Review Buku
Karya: Jeremy D. Stoddard and Alan S. Marcus
Dari artikel ini saya mendapat esensi bahwa media menjadi bagian terpenting
dalam pembelajaran IPS. Menurut Dobbs (1987) salah satu media yang mampu
memberikan efek yang berbeda, memberi makna tersendiri bagi siswa adalah media film.
Film mampu menyajikan konten yang menarik secara visual kepada siswa dalam
pembelajaran IPS. Melalui film peserta didik mampu berkomunikasi tentang masa lalu
dengan cara yang tidak tersedia dari sumber tertulis (Johnson dan Vergas, 1994). Film
merupakan alat atau media yang menggambarkan akumulasi pengetahuan dan ide yang
dikemas dalam satu media. Bagi Wise film tidak sekedar memberi informasi tetapi
memiliki daya emosi yang mempengaruhi penontonnya.
Artikel ini memfokuskan kajian tentang film-film yang berspektif sejarah dengan
analisis teori film dan studi budaya Britzman, dimana teori-teori yang dikembangkan dari
studi budaya atau studi tentang ras, kelas dan gender lebih relevan untuk mempelajari
bagaimana film merepresentasikan sejarah atau isu-isu sosial dan politik, serta bagaimana
film dapat mempengaruhi pemahaman anak muda tentang politik masa lalu(
Britzman,1988; Garret,2011; Hawkins,2012). Britzman dan tokoh lain di atas media film
lebih cenderung untuk membahas kajian-kajian politik yang terjadi dimasa lalu dan
direpresentasikan oleh guru dikelas kepada peserta didik. Jika kajian ini dibawa dalam
pembelajaran IPS, maka akan lebih kaya dengan beberapa sudut pandang.
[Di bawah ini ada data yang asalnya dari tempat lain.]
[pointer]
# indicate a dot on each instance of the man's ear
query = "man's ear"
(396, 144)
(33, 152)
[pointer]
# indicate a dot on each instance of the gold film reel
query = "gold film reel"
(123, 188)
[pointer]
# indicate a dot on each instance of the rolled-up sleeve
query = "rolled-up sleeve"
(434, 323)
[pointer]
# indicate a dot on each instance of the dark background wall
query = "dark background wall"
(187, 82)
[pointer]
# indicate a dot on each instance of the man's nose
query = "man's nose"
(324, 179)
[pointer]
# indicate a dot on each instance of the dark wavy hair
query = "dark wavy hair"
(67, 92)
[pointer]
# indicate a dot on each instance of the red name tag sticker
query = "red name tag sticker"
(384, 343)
Artikel ini memberi inspirasi saya bahwa media film merupakan media pembelajaran IPS yang menjangkau semua aspek dan relevan digunakan pada abad 21 ini karena media dan pembelajaran IPS terus bergerak sesuai dengan perkembangan zaman. Artikel ini juga memberi inspirasi saya bahwa pembelajaran IPS perlu mengembangkan Media Film berbasis kearifan lokal sehingga peserta didik bisa mengenali potensi kearifan lokal yang ada di daerah mereka masing-masing yang nantinya diteruskan dan dilestarikan dari generasi ke generasi. Media film yang mengangkat nilai-nilai memberikan semangat positif untuk nasionalisme atau lokalsentris. Selain itu media film bisa meningkat daya imajinasi peserta didik. Supriatna (2019) melalui imajinasi, peserta didik bisa menjadi siapapun atau berbuat apapun (tentu yang baik) dalam ingatan, pikiran, bayangan atau harapannya. Imajinasi merupakan kekuatan berpikir yang yang menggambarkan kreatifitas. Media pembelajaran film mampu membangun imajinasi peserta didik terhadap apa yang ditayangkan. Nilai-nilai kearifan lokal suatu daerah yang ditayangkan dalam bentuk film akan lebih mudah dipahami oleh peserta didik, sehingga mudah dipraktekkan, diingat dan dilestarikan dalam kehidupan sehari-hari.
Salah satu contoh: Saya teringat film Nasional Tenggelamnya kapal van der wick, dimana filmnya memberikan latar budaya Minangkabau yang tidak hanya menceritakan budaya dan keindahan alam Minangkabau tetapi juga menyentil budaya Minangkabau. Hal ini bisa dijadikan sebagai media pembelajaran IPS. Dalam film ini menceritakan budaya masyarakat Minang dalam bertransaksi jual beli ternak dengan sistem Marosok1 . Selain itu pada film Negeri 5 Menara (2012) salah satu alur ceritanya juga tentang transaksi marosok di pasar ternak. Film lain yang berjudul Me Vs Mom (2016) juga menggambarkan jual beli ternak di Minangkabau dengan sistem Marosok. Artinya film-film ini bisa dijadikan sebagai media pembelajaran yang mengangkat tema-tema budaya berbasis kearifan lokal di suatu daerah di Indonesia.